The heaviest rains in 40 years have been pummelling southern Mexico, causing rivers to flood and thousands to flee their homes.


BBC's Central America Correspondent Peter Greste: "Dozens of roads are closed"
The government has declared a state of emergency in the state of Tabasco, where at least five people have been killed.

And the deluge is not yet over.

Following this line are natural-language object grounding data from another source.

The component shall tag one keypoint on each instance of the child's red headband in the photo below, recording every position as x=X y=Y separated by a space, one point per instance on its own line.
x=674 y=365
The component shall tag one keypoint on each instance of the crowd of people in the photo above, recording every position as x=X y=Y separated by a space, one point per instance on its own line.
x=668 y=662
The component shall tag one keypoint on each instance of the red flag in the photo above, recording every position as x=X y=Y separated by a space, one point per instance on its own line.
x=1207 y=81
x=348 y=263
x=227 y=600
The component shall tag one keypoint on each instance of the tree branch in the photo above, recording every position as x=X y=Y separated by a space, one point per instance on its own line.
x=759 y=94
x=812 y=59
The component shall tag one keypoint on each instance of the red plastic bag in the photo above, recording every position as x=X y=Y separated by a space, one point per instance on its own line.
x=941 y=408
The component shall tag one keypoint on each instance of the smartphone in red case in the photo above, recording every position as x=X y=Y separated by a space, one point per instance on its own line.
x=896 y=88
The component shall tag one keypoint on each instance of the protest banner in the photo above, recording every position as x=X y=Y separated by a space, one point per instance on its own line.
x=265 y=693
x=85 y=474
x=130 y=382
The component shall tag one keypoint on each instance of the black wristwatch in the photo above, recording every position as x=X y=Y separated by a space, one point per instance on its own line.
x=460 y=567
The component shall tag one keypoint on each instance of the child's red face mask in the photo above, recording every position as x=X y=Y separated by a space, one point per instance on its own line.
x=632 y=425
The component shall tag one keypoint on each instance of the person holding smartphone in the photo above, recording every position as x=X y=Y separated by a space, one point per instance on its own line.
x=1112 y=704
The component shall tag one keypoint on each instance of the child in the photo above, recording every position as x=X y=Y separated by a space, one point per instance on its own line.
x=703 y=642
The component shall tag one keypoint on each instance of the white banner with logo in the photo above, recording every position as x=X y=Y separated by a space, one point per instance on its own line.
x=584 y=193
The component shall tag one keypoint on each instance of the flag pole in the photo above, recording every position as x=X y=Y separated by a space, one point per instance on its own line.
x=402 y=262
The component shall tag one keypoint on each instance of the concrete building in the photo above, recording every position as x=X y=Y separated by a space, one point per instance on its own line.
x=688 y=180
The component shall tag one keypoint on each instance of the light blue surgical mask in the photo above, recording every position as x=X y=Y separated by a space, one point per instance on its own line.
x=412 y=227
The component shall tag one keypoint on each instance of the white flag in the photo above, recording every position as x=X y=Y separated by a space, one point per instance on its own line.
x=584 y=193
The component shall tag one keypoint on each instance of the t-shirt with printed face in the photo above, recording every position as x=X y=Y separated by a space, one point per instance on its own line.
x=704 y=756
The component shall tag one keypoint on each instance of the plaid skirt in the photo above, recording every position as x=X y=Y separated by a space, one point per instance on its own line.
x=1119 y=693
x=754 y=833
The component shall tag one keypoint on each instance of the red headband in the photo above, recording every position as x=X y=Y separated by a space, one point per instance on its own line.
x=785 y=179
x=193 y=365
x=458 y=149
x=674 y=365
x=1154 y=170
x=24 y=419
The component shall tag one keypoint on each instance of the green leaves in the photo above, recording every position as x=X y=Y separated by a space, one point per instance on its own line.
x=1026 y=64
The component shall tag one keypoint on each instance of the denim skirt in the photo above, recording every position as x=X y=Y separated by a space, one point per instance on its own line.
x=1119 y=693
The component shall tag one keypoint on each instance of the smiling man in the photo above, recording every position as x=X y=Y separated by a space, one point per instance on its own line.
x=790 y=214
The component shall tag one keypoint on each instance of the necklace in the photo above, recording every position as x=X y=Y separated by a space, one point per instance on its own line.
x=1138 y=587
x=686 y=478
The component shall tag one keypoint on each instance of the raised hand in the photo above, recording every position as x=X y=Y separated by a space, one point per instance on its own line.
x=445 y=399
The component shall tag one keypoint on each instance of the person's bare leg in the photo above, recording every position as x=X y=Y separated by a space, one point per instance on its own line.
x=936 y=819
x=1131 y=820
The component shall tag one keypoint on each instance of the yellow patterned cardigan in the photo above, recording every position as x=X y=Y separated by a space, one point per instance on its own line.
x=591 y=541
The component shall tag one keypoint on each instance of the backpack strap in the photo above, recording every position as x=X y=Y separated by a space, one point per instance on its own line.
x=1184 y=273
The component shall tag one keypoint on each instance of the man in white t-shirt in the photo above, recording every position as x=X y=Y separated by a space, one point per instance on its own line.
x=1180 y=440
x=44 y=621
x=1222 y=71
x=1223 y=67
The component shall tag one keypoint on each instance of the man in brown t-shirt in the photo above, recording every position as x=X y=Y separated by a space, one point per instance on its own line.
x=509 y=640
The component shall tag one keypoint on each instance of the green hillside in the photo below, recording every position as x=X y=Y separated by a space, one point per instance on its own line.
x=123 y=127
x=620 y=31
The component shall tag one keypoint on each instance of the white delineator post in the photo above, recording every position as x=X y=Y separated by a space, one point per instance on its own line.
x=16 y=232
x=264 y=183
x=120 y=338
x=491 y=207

Weather forecasters are predicting at least 24 hours of torrential downpour, which could mean as much as 35cm of rain.

Southern Mexico is bearing the brunt of wider flooding across Central America, which has barely recovered from the devastation wrought last year by Hurricane Mitch.


[ image:  ]
The latest extreme weather conditions, caused by a tropical depression in the Gulf of Campeche, have flooded five rivers in Tabasco and caused about 53,000 to abandon their homes in search of safety.

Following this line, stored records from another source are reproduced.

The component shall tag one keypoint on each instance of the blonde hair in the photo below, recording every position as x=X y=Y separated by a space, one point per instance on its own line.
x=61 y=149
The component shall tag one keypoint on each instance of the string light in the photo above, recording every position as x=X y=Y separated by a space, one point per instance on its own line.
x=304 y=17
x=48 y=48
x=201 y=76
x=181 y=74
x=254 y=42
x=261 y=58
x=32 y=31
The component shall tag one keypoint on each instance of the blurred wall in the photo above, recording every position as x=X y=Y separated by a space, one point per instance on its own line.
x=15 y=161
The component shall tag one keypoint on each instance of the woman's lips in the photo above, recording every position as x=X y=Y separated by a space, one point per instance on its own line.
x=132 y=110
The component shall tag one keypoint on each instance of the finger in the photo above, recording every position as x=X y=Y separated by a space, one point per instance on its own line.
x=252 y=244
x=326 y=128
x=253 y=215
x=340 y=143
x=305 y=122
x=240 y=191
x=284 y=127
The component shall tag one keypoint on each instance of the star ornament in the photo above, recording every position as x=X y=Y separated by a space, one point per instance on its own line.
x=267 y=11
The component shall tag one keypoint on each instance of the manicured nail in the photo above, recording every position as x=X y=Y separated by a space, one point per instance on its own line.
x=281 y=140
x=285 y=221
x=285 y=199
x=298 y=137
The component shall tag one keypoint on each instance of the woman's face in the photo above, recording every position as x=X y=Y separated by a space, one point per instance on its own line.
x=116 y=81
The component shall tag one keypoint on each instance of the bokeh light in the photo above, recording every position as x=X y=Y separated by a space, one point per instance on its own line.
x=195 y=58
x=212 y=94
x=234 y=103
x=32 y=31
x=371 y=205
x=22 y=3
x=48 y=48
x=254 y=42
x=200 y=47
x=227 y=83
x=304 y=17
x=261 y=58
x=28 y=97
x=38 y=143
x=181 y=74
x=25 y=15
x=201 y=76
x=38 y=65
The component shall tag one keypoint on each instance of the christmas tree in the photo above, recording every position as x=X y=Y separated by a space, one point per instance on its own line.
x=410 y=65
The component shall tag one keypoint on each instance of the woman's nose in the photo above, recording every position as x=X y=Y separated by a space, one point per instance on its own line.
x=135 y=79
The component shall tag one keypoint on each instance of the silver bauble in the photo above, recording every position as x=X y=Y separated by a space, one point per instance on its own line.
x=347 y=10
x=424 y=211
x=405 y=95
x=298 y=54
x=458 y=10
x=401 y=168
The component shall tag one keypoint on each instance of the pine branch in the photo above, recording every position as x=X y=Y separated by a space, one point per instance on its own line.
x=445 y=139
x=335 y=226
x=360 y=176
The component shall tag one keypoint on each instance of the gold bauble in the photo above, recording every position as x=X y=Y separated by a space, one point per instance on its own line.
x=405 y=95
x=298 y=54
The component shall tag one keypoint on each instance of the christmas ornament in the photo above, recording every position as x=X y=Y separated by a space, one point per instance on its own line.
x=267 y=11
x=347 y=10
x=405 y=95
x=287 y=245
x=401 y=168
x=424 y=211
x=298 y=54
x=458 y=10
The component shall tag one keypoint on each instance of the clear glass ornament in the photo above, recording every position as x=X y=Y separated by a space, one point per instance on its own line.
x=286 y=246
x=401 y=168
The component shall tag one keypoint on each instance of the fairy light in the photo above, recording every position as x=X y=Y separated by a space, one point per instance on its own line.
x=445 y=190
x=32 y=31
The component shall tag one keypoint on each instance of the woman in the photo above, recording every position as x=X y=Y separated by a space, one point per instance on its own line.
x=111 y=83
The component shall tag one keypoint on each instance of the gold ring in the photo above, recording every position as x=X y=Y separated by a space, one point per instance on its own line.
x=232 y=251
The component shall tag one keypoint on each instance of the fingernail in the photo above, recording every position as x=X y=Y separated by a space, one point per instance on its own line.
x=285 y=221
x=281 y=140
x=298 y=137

In the neighbouring state of Veracruz at least two people have died.

The federal government has declared four municipalities in Tabasco disaster zones and local officials have sent the military to help evacuate residents of some 100 towns along three major rivers.

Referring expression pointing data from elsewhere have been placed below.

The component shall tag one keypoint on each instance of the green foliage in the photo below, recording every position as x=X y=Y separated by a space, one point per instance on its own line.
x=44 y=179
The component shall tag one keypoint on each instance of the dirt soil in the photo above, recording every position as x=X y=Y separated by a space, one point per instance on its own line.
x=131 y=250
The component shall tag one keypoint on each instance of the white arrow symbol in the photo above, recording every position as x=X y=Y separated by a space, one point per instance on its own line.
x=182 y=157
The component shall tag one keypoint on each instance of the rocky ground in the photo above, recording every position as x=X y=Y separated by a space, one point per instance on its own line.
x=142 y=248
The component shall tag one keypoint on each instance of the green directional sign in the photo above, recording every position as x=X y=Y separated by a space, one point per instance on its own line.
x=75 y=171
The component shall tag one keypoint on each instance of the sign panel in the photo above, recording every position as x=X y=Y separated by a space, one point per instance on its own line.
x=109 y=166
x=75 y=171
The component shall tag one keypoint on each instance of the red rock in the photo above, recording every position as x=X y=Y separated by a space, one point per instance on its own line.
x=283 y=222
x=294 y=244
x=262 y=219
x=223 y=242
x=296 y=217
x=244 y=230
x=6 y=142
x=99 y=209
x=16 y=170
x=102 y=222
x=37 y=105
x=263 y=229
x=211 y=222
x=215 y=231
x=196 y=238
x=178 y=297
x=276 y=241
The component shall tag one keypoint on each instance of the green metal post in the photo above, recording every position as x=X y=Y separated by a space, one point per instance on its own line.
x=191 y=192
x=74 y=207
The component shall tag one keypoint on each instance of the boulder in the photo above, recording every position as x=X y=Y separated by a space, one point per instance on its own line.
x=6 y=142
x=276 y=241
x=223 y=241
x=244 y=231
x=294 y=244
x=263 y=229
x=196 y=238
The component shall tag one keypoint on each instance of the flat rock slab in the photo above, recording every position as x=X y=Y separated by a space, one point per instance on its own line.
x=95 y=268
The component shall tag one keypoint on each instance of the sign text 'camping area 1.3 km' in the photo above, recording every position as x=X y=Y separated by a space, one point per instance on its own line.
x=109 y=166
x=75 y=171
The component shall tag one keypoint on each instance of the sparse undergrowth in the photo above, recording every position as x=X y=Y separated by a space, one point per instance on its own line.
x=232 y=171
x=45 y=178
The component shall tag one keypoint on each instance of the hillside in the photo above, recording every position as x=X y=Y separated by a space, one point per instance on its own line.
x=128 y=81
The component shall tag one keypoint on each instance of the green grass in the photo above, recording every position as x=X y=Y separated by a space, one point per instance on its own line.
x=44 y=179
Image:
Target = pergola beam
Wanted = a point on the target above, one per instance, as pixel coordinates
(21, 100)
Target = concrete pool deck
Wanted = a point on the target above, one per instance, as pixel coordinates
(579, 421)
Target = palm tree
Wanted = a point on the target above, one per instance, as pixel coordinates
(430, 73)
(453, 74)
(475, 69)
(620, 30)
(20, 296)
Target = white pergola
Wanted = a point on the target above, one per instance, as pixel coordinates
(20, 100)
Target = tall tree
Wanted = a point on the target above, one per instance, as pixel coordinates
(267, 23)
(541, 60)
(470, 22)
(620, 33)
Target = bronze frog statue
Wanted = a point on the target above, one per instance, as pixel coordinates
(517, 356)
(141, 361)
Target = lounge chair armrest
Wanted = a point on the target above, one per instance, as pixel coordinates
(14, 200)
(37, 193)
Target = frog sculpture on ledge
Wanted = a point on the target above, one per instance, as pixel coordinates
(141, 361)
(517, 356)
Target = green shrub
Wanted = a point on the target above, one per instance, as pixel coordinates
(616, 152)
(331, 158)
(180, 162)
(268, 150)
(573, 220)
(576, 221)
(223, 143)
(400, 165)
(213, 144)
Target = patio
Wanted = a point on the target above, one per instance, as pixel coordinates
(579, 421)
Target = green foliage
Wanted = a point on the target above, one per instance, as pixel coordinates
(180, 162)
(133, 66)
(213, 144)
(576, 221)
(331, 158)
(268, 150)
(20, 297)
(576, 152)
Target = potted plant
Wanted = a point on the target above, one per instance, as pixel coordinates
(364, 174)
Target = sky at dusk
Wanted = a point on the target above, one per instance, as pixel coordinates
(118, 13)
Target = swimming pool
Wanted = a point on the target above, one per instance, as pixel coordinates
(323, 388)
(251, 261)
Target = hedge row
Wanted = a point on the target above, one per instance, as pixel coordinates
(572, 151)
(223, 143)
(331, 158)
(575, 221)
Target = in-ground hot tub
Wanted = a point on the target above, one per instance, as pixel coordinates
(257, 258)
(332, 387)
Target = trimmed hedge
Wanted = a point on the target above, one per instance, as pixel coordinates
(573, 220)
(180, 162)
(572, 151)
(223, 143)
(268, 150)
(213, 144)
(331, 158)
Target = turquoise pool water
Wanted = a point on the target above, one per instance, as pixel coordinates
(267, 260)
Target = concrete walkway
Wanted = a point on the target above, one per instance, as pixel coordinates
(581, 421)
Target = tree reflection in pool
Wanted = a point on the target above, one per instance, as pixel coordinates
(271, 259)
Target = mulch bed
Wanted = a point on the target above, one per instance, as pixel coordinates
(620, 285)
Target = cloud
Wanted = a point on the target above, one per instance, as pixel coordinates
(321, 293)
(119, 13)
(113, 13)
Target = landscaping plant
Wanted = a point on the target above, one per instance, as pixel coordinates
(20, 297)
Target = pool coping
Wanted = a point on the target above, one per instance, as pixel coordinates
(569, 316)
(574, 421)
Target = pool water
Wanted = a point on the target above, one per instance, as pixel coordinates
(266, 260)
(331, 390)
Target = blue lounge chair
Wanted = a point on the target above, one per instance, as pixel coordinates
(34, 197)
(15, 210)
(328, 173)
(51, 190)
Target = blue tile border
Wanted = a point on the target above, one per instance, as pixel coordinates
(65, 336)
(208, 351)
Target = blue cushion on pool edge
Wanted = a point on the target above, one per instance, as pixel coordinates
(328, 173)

The National Water Commission has warned that, on top of the rainfall, it may have to release water backed up behind hydro-electric dams upstream to stop them bursting.


[ image: A member of the Nicaraguan Red Cross rescues a young boy]
A member of the Nicaraguan Red Cross rescues a young boy
This could cause the state's five main rivers to rise by an additional 30cm.

State officials in the neighbouring state of Chiapas, which serves as a watershed for Tabasco, have already let some water go from the Penitas reserve.

To the north-west, heavy rain forced authorities in the state of Hidalgo to release water from La Esperanza dam, causing two rivers to flood and sending thousands to emergency shelters

"We could have a catastrophic situation," said Gilberto Segovia, an official for the commission.

All eyes are now on Tabasco's state capital, Villahermosa, where the Grijalva river - one of the country's biggest - and the Carrizal river have flooded due to nearly a week of rain.

Airport closure

The rains have also forced officials to close the airport in the city of Oaxaca, which is disastrous news for victims of last week's earthquake, who have been depending on airlifted relief supplies.

Dozens of roads are closed, either by flooding or mud slides.

Beyond Mexico's borders the effects of the tropical depression have been felt in other Central American states. Guatemala, Nicaragua, Honduras and El Salvador have already suffered from three weeks of heavy downpours.

In total more than 50 people have been killed and 100,000 have been forced to evacuate.

Some large areas are facing epidemics and food shortages .

Millions of dollars worth of crops across the region have been ruined and outbreaks of malaria, cholera and dengue fever have been reported in some of the worst hit areas.